A Referral
I referred a patient to my alma mater today.
And I have to say, it felt a bit weird. To be calling WFMC, to be faxing in the paperwork TO them, instead of WITH them.
It was a case of Cushing Syndrome. Always difficult, these cases, because lab results are often equivocal, and often contradictory. Case in mind, guy who previously had a normal 24 hour urine free cortisol. I did a 1 mg dexamethasone suppression test which was negative, yet close enough to being positive that it just didn't smell right. And so I repeated the urine studies which this time came back positive. And did a salivary cortisol, further confirmed by the 2-day low dose dexamethasone suppression test I did, with a nonsuppressed ACTH.
His MRI showed a pituitary microadenoma. Presumptive diagnosis: Cushing Disease. Personally, I was confident enough of the diagnosis that I didn't think an IPSS (inferior petrosal sinus sampling) was necessary. But the neurosurgeon wanted that, and it's not something we have readily available here.
So, he's headed up to see if they feel he needs the IPSS, or if they are willing to operate on him based on the data I've collected thus far.

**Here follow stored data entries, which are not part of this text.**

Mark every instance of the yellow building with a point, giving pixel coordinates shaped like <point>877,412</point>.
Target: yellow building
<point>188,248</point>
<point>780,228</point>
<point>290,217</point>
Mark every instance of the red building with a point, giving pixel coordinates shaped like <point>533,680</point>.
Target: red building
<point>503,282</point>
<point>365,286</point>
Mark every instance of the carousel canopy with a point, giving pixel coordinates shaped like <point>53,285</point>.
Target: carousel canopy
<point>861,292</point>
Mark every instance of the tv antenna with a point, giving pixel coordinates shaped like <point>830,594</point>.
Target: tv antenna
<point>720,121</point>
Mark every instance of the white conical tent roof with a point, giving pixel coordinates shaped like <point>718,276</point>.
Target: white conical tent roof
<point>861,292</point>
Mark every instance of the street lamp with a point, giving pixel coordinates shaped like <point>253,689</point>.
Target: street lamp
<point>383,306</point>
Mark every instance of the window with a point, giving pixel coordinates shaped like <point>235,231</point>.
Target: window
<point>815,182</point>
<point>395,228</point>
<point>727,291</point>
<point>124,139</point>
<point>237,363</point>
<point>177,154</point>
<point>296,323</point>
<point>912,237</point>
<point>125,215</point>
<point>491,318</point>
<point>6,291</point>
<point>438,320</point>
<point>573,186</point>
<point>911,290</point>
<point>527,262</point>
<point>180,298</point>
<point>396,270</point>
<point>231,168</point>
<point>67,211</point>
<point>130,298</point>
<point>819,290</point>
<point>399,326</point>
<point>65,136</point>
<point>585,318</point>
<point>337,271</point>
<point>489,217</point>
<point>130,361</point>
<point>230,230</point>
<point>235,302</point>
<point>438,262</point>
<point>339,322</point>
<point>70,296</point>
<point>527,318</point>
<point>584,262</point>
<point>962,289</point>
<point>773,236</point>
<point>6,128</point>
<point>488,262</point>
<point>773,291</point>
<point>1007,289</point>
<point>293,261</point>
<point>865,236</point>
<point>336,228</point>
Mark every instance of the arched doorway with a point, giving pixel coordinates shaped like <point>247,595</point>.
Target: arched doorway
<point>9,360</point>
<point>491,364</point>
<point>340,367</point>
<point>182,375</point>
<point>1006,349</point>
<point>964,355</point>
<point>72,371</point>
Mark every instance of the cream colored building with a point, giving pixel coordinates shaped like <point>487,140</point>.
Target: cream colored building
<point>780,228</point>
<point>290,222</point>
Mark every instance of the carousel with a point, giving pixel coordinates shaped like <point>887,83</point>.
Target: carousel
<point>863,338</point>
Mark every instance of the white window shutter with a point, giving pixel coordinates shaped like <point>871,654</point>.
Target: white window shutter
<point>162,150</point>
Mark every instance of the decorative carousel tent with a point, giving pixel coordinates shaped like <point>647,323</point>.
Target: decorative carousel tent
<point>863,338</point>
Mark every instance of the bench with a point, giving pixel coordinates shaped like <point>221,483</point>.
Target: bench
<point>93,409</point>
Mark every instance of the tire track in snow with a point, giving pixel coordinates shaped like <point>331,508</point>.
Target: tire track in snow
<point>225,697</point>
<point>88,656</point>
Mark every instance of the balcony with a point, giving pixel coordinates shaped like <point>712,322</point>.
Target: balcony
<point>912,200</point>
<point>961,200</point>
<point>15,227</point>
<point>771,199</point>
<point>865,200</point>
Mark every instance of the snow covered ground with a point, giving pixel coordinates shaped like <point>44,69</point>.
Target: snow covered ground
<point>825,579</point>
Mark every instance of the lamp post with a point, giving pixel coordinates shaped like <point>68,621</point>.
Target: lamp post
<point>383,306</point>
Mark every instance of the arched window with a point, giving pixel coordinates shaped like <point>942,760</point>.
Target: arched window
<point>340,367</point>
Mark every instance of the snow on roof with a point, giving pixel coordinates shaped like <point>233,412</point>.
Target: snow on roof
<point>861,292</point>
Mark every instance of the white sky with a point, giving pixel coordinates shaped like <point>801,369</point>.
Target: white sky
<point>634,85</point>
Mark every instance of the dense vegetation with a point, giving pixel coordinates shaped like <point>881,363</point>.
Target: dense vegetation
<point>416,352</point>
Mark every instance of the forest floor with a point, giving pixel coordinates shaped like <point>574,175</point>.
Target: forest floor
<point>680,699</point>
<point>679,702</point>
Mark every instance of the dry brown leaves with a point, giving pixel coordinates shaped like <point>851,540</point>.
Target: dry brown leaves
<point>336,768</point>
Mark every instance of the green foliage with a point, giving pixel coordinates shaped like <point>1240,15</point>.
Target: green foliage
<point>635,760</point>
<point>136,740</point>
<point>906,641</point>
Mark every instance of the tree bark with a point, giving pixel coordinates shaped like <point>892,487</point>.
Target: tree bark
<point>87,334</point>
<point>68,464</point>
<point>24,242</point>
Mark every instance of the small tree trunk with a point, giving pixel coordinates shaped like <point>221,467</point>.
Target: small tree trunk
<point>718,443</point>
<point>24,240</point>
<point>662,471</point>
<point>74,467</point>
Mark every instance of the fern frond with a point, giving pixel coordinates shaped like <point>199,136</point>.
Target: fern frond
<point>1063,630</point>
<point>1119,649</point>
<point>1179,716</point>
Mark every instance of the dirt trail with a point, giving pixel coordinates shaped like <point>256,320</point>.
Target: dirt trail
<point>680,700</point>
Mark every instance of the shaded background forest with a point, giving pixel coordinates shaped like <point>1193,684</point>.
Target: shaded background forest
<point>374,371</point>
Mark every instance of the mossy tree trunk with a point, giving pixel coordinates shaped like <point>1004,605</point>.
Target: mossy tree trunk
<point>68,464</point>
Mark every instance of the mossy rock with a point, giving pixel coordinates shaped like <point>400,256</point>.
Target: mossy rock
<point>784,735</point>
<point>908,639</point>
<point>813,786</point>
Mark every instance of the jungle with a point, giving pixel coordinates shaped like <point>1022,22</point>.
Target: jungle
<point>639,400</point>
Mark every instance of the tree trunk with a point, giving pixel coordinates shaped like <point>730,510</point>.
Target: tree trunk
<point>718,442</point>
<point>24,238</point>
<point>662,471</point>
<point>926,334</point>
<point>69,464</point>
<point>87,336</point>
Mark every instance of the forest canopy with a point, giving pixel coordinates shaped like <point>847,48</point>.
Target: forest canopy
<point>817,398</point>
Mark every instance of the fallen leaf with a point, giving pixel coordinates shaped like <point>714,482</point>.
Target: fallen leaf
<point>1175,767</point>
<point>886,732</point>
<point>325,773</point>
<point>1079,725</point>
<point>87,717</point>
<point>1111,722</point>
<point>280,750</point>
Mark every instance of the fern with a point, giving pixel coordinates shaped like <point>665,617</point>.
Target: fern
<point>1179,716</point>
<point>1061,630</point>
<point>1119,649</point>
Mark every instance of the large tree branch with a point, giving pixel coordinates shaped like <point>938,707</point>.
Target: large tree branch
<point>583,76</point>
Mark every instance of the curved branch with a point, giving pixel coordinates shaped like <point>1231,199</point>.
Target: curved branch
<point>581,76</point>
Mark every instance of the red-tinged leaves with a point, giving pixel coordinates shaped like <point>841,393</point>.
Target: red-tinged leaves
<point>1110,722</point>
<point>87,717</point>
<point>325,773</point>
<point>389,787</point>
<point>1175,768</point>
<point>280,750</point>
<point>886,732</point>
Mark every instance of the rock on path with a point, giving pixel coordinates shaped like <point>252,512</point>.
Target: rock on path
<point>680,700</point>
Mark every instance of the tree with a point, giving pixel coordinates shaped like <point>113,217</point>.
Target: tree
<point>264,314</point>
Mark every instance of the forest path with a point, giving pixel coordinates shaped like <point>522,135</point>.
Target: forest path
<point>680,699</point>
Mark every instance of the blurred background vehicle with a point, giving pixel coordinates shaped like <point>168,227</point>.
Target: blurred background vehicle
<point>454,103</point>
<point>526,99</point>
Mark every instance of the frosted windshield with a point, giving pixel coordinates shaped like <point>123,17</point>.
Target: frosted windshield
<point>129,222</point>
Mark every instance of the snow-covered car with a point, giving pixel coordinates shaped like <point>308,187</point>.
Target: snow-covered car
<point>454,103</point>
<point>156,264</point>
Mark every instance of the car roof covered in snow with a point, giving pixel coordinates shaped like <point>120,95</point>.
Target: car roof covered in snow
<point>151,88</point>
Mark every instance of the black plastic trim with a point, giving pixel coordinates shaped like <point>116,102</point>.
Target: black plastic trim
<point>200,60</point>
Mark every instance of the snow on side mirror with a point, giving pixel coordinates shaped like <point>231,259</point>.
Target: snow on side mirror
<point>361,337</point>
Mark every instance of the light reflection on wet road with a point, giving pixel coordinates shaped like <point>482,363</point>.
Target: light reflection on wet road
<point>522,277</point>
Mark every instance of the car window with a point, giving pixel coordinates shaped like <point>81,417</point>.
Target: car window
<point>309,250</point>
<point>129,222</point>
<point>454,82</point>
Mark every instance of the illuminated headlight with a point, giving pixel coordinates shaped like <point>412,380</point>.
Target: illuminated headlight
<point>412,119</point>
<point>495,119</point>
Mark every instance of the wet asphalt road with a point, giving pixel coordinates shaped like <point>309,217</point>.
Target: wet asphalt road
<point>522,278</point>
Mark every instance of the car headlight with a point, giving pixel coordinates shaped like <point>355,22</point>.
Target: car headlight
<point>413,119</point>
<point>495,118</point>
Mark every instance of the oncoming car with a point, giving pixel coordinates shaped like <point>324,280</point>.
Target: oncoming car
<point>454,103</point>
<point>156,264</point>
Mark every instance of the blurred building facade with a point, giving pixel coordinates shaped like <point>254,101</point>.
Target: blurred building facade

It's a strange feeling sending the patient up. In a way, it's pride, telling the patient that if I was going to have pituitary surgery, it would be by one of WFMC's neurosurgeons' hands. And another, that near-gleeful feeling, reminiscing and telling the patient how the system there works, and the qwerks of some of the consultants there and helping choose a consultant and surgeon for them, based on what the patient wants. And yet, mild anxiety, sending a patient to your ex-mentors and teachers, not as a fellow of theirs anymore, but as a colleague, hoping that when they read your referral letter and see your patient, they go
"Ah, Dr. Vagus did a good job working him up. We taught him well."
And not
"What on God's green earth was that idiot doing?? This patient doesn't have Cushings!!"
I think they taught me well.
I hope.
We shall see when after they are done with their evaluation.
5 Comments:
On behalf of many other Cushings patients, thank you for taking the professional risk of making this referral. So many of us have to fight hard, switch doctors, and travel across the country to get a diagnosis -- and quite frankly, Cushings just isn't as hard to diagnose as it was ten years ago. There are many new good tests, such as midnight serum cortisols and midnight serums to help gain clarity on the question.
The referral is clearly called for under the consensus statment for the diagnosis of cushings-- if your colleagues give you grief, give them some grief back. and then refer your patient on to someone who is more willing to consider the diagnosis, such at the doctors at Swedish hospital in Seattle, or Dr. Friedman in LA.
Again, thanks and thanks again. We wish there were more doctors with your courage.
Way to go! For many, many years my local doctors did not 1) test adequately and 2) did not "risk" their reputations with referrals to an endo or specialist. I suffered with Cushing's for way too long.
I think you should this case up.
so how was it? was it Cushings ds?
probably is pituitary in nature. but we'll have to see what the IPSS shows.